In recent years, members of the Leech family of Manchester and Ashton- under-Lyne have presented Chetham's Library with a large and diverse collection of personal and business memorabilia stretching over two centuries.
The family papers comprise many hundreds of letters, business and household accounts, cashbooks, photographs and sketches, as well as an enormous amount of carefully hoarded ephemera, juvenilia, genealogical research, travel documents, souvenirs and postcards.
The archive is a uniquely personal collection which is dominated by an astonishing series of journals and personal diaries, and begins with a short journal written in 1815-16 by the young Thomas Leech (1790-1863). Thomas appears to have encouraged his wife and children to produce their own diaries, beginning a family tradition that at times borders on the obsessional. There are almost two hundred diaries in the collection, a remarkable record that is unlikely to be matched by any other collection in the country.

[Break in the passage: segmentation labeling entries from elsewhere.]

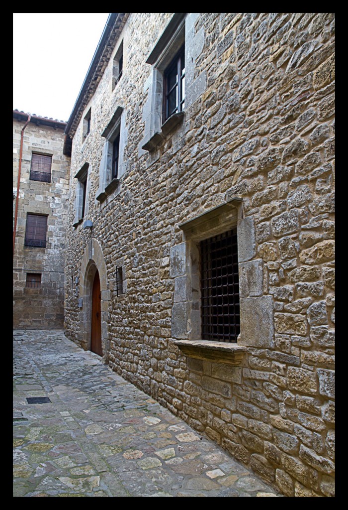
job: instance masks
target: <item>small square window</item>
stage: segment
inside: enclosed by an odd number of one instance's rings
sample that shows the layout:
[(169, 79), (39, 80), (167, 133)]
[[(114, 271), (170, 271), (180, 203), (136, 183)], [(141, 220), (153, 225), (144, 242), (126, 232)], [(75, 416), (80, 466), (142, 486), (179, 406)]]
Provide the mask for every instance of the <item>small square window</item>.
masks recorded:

These pages are intended to highlight how the family viewed itself and the different ways in which diaries were used by successive generations of the family. It is necessarily selective – the Leech archive occupies over one hundred and eighty linear metres of shelving and consists of seventy archival boxes, over three hundred bound volumes of manuscripts and over seven hundred printed books.
The archive survives not simply because the family were mere hoarders of material, but because successive generations used the collection to re-tell the family’s history. In the Leech collection we have something quite unique: the most important collection of the workings of a middle-class family in the modern age.